Indeed, Cisco is stating three different reasons for killing the TGX 8750, one of which is slow demand for OC-48 ATM in the WAN core, an assertion Cisco competitors and analysts say is ridiculous.

"I don't agree with that," says Vertical's Cochran. "Certainly demand hasn't decreased from a year ago; if anything, it's increased."

Cisco itself has underscored the OC-48 packet-over-SONET features of its 12000 GSR router as key to the product's selection by service providers Frontier, France Telecom, IXC, Swisscom and Enron.

Another reason Cisco gave for discontinuing the TGX 8750 is that it could not build a single product at price points that both enterprises and service providers expect. As a result, Cisco "bifurcated" TGX 8750 resources among the MGX 8850 and the Catalyst 8540 enterprise campus switch router.

And Cisco's third reason, according to sources, is that the 20G bit/sec TGX 8750 no longer makes sense for the core when the MGX 8850 scales to 45G bit/sec.

Observers say Cisco's three different explanations for the demise of its core IP/ATM switch indicates that the company's WAN switching strategy is just as scattershot-even three years after the StrataCom acquisition. This, along with the release of only one new WAN platform in three years and the apparent loss of frame relay market share, signals that Cisco has so far benefited little from StrataCom, and vice versa.

The only apparent gain from StrataCom is that Cisco bought its way into the AT&T and Worldcom public frame relay networks.

"They've renamed a bunch of products but I haven't seen much more than that," says Bob Bellman, president of BrookTrail Research in Natick, Mass. "Nothing exciting,anyway."

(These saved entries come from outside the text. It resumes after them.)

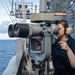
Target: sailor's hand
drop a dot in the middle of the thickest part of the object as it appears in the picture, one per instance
(64, 45)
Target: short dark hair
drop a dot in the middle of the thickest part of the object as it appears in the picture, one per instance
(56, 22)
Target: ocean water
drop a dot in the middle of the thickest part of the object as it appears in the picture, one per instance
(7, 51)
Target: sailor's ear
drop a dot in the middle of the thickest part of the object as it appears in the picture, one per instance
(69, 30)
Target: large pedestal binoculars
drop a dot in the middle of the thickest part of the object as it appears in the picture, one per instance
(40, 39)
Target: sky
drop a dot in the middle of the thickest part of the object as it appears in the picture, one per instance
(5, 20)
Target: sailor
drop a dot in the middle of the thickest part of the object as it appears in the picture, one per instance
(63, 51)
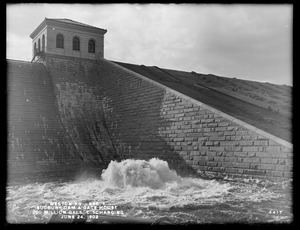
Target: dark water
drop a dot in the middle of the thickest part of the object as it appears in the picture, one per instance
(151, 190)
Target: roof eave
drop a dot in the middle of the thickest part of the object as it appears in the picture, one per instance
(54, 22)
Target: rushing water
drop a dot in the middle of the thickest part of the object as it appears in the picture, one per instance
(149, 189)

So with a key piece of its WAN switching strategy missing, and another significantly delayed, Cisco's WAN switching vision is a blur. The company must regain its sight quickly because competitors like Ascend/Lucent, Newbridge and Nortel can make significant gains in the time it could take Cisco to develop - or acquire - and ship competitive products.

"The real question is, where is Cisco in core ATM," says PITA Group's Johnson.

Says a Cisco competitor, "Remember the theme 'Married: IP+ATM'? Looks like divorce papers have been issued by the lawyers of Cisco's routing group and StrataCom's switching group!"